GOING TO SEA.
The Lewis witches were accounted the best for raising wind. A large number of them were at one time destroyed in the following manner. A tailor, working in a farmer’s house, where there happened at the time to be a scarcity of seasoning for dinner (gann-do-dh’annlan), was told by the farmer’s wife, this would not be the case to-morrow, if he could get breakfast past without the goodman saying grace. The tailor managed this, and his curiosity being roused, remained awake the following night, to see what the wife would do. He saw a number of women, among whom he recognised his own wife, assembling in the farm-house and accompanied by the farmer’s wife, disappearing up the chimney, each in a wicker creel. In the morning the farmer’s wife came back with her creel full of fresh herring. The tailor, when he went home, strongly represented to his wife the propriety of allowing him to accompany the witches in their future fishing expeditions. Two shares of the fish would then fall to them instead of one. The proposal was laid before a meeting of the witches, and in the circumstances they consented. To the number of eighteen the witches went to sea on a line of worsted thread, the tailor’s wife being left ashore to hold the ball, or end of the line, in her hand. The tailor persuaded her to go with the rest, and leave him in charge of the line. She went and the tailor paid out more line, till he thought the witches far enough out at sea. He then cut the thread and allowed the whole lot to drown.

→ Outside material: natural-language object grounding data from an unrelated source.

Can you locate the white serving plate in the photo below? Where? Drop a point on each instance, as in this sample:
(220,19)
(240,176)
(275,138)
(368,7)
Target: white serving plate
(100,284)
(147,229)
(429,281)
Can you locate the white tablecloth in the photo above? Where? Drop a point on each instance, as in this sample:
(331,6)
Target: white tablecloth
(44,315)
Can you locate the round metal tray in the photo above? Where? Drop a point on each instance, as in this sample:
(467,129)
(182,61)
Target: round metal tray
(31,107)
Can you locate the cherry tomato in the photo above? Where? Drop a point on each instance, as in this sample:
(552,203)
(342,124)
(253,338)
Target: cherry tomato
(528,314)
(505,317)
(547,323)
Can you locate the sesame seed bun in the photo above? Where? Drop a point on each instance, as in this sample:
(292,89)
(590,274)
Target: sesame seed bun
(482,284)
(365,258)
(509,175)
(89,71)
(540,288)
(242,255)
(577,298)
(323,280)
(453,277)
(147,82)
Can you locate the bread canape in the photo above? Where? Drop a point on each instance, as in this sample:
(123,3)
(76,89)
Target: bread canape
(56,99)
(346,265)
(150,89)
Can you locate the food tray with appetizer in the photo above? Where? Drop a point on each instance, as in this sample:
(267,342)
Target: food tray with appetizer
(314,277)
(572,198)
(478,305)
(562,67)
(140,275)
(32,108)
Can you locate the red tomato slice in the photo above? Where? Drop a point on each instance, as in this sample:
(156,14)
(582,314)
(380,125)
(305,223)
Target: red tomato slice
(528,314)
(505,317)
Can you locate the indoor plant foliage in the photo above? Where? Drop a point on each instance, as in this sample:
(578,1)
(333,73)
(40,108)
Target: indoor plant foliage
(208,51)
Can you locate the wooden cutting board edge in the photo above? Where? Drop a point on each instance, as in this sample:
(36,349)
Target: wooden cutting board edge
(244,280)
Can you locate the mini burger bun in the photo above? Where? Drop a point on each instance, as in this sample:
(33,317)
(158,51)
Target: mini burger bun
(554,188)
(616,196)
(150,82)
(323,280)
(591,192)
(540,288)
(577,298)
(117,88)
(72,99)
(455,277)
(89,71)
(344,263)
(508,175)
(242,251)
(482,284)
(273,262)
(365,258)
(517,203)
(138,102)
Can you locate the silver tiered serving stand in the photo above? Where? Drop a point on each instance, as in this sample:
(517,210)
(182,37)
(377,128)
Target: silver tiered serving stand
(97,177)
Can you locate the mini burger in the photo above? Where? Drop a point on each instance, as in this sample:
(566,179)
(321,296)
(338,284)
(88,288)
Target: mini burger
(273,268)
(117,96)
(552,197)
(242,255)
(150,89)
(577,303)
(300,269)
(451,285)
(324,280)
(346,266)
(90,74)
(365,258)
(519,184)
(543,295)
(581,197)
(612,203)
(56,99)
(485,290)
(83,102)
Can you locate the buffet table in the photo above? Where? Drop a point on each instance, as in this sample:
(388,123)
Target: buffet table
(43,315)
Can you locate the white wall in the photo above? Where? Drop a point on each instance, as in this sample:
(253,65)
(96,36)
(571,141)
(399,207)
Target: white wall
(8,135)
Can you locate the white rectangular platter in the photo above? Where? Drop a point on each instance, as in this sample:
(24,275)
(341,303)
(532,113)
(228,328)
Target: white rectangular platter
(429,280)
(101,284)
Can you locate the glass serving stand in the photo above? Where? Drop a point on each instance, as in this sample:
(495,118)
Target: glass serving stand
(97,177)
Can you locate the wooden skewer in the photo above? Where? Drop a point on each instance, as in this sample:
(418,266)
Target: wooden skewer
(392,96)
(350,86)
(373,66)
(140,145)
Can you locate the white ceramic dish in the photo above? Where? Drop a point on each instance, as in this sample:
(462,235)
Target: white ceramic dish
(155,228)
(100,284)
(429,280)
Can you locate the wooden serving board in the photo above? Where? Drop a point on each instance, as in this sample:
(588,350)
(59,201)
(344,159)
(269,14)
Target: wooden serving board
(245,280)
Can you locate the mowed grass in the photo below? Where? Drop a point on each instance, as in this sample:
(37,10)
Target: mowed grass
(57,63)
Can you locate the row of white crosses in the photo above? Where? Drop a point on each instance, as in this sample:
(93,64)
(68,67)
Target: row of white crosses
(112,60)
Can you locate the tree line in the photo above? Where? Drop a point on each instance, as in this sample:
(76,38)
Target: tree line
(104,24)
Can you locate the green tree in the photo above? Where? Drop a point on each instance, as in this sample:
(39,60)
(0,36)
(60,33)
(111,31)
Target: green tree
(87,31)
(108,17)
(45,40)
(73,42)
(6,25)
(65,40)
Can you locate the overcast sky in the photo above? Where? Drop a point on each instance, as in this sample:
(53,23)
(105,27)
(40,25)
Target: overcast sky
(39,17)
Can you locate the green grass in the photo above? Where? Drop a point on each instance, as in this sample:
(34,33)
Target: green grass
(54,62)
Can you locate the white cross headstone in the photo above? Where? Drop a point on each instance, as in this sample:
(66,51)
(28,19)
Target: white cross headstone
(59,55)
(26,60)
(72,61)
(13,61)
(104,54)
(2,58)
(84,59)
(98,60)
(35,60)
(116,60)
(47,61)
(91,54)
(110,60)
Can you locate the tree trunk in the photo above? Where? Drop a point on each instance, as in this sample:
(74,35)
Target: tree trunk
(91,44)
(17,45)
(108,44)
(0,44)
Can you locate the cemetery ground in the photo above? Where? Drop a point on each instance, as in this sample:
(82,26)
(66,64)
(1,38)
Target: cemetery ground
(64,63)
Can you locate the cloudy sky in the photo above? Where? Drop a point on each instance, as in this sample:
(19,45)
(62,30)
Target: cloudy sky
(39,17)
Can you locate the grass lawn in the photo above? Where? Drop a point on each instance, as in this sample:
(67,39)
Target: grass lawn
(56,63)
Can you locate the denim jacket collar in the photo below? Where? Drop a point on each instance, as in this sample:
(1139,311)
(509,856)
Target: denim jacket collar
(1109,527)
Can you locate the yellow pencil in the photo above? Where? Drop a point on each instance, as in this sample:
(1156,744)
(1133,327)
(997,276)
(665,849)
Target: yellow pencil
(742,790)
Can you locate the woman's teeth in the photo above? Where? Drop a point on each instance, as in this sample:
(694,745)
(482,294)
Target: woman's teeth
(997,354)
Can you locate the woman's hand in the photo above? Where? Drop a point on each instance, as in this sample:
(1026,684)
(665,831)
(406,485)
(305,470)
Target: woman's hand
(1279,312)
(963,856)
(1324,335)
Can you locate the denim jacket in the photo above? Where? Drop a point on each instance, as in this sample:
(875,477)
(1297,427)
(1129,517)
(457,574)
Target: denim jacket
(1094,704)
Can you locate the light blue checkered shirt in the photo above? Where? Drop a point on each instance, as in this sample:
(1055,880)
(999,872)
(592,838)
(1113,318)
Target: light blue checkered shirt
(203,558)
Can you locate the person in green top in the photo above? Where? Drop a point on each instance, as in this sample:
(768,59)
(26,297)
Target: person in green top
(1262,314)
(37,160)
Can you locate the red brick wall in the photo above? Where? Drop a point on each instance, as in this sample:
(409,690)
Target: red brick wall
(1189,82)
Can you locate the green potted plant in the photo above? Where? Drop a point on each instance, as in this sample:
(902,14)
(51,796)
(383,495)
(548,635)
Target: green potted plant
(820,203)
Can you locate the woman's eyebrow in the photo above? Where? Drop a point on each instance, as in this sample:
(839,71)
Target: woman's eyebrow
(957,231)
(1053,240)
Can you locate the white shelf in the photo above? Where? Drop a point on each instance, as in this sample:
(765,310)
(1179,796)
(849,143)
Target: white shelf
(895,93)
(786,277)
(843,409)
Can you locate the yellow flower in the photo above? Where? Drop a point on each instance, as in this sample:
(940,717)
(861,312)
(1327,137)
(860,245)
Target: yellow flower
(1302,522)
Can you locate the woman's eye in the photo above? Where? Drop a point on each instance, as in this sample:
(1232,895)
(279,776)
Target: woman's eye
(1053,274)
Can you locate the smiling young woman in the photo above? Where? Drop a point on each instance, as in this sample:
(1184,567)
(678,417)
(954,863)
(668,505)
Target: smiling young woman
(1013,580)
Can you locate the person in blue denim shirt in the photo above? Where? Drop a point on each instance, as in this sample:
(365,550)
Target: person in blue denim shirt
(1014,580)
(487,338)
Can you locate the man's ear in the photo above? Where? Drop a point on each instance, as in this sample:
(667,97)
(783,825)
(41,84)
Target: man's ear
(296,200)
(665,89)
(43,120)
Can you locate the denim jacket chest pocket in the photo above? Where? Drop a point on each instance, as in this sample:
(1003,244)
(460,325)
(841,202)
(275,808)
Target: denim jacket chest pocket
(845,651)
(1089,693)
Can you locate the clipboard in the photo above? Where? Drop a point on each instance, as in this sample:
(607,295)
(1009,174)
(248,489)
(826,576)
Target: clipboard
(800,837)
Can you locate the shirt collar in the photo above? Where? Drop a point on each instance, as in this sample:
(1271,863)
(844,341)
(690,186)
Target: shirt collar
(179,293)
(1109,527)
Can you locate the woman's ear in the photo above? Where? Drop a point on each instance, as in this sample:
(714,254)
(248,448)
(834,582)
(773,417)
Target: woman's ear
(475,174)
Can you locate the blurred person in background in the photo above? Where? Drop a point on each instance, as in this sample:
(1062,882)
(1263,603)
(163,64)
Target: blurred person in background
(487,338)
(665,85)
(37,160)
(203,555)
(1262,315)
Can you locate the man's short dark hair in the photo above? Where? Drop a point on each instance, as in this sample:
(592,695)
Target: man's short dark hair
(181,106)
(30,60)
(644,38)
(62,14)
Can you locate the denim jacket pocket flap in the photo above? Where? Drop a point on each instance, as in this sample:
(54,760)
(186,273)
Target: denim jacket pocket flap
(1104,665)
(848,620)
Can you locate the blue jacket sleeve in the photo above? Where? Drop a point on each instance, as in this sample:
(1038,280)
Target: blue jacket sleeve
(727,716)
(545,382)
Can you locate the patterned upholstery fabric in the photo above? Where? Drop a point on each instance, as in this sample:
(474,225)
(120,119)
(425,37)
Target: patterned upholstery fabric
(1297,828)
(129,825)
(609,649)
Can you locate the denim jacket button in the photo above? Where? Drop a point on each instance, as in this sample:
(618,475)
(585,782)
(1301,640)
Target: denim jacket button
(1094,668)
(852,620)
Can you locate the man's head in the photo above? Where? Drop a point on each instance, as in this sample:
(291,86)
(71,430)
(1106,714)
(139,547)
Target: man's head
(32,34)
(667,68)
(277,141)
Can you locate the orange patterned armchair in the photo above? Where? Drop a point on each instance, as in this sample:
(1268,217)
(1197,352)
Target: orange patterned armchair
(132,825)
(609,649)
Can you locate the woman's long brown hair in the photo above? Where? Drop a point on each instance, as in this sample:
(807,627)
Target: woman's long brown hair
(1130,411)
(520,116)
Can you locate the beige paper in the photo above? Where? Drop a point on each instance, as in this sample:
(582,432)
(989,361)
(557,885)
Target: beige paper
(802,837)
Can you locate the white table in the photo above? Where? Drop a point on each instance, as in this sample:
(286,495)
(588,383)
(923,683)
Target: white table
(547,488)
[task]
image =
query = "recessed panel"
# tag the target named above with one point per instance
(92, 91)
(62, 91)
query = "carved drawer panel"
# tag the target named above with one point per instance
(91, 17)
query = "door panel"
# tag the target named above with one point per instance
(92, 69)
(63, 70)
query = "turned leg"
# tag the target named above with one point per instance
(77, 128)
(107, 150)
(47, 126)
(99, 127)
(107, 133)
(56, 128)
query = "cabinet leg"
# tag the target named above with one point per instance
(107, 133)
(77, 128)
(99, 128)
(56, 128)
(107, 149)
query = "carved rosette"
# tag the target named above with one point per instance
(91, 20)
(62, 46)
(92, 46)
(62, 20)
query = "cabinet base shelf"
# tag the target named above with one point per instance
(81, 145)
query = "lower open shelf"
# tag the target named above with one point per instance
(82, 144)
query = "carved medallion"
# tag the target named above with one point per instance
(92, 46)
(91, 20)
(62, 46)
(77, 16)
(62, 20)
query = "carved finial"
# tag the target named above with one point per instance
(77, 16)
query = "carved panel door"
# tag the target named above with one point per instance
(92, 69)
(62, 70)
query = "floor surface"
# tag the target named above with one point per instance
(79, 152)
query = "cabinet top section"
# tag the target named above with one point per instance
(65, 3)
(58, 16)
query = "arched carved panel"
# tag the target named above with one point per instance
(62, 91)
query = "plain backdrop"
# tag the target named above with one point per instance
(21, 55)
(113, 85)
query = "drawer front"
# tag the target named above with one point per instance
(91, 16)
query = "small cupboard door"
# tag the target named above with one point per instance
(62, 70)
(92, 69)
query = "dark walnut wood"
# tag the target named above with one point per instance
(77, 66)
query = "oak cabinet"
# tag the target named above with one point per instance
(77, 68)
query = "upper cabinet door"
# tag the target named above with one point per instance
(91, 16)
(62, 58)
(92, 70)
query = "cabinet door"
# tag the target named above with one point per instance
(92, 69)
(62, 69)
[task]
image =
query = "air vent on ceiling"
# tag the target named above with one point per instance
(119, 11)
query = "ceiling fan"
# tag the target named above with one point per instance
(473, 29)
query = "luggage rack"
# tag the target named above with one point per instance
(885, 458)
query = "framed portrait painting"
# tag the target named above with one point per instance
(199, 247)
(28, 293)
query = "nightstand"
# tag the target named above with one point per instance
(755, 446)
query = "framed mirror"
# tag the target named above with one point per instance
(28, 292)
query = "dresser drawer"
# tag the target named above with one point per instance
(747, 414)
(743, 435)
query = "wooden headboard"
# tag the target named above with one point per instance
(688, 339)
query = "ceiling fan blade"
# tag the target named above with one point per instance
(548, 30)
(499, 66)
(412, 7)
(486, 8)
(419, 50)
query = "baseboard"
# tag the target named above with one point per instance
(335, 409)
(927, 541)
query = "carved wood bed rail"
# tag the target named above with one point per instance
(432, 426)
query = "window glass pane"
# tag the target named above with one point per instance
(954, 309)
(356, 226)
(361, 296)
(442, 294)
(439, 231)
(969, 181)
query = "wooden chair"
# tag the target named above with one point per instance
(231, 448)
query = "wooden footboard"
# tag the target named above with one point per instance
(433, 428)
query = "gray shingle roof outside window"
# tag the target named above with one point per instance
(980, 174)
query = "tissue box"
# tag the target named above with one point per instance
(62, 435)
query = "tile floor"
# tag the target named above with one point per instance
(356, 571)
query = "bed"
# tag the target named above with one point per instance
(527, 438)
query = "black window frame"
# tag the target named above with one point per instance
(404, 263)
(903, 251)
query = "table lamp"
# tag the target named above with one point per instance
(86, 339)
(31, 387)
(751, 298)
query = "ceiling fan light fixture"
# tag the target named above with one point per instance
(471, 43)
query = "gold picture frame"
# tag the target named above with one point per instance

Similarly, somewhere in the north (all marvels of this kind are said in the south Highlands to have occurred in the north) a tailor was working in the house of an old woman, who knew the forbidden arts, but at the time was short of kitchen for dinner. She took a creel, sat in it, and having muttered some mystic words, disappeared through a hole in the roof that formed the chimney. In a while she came back with the creel full of herring. The tailor kept the spell in remembrance, and the first day he got the old woman out of the way, sat in the creel, and repeated it. He does not seem, however, to have learned the words quite correctly, for the creel, instead of making for the hole in the roof, rose straight up and hit his head violently against the rafters. It then floated along against the roof, as if in search of an outlet. It bumped his head a second time against the rafters and he roared out, “Where, in the curse of God, are you going now?” Instantly at the name of the Deity, the creel fell down, and the tailor dislocated his hips (chaidh e as a ghobhal). He never again dabbled in the dark science.
In Skye, one of a party of women, assembled at an old woman’s house to full cloth, went by accident into the barn, and found it full of fish suspended from the roof. “There are many herrings here,” she said; and there being no way by which the old woman could have got them but by witchcraft, she taxed her with unholy practices. The old woman got very angry at the exposure.
A Barra and a Uist witch one year tried each other’s powers in drawing the fish to their respective islands. The Barra witch proved the stronger, and took the fish to Castlebay (Bàgh Chìosamuill).
Another year the Uist and Tiree witches had a similar contest. The latter prevailed, and the men of a bygone generation believed that every flounder caught that year on the Tiree shores had a hole in its tail, made by the witches in the struggle.
On the shallows (oitir) between Tiree and Coll, the witches of the two islands were often seen fighting for the flounders that abound in the locality. The appearance that suggested the fancy was no doubt the same as is still to be seen on these banks in stormy weather.
A witch, who left home every night, was followed by her husband, who wondered what she could be about. She became a cat, and went in the name of the devil to sea in a sieve, with seven other cats. The husband upset the sieve by naming the Trinity, and the witches were drowned. So the Skye story runs. In the Sound of Mull the witches went on board the sieve, “against the name of the Father, and the Son, and the Holy Ghost”; and the husband upset the concern by putting his foot on board in the name of the Father, and the Son, and the Holy Ghost. In Tiree the unfortunate women were passing Kennavara hill in eggshells on their way to Ireland, when the husband of one of them, seeing the fleet, wished them God-speed. Instantly the eggshells sank, and the women were drowned.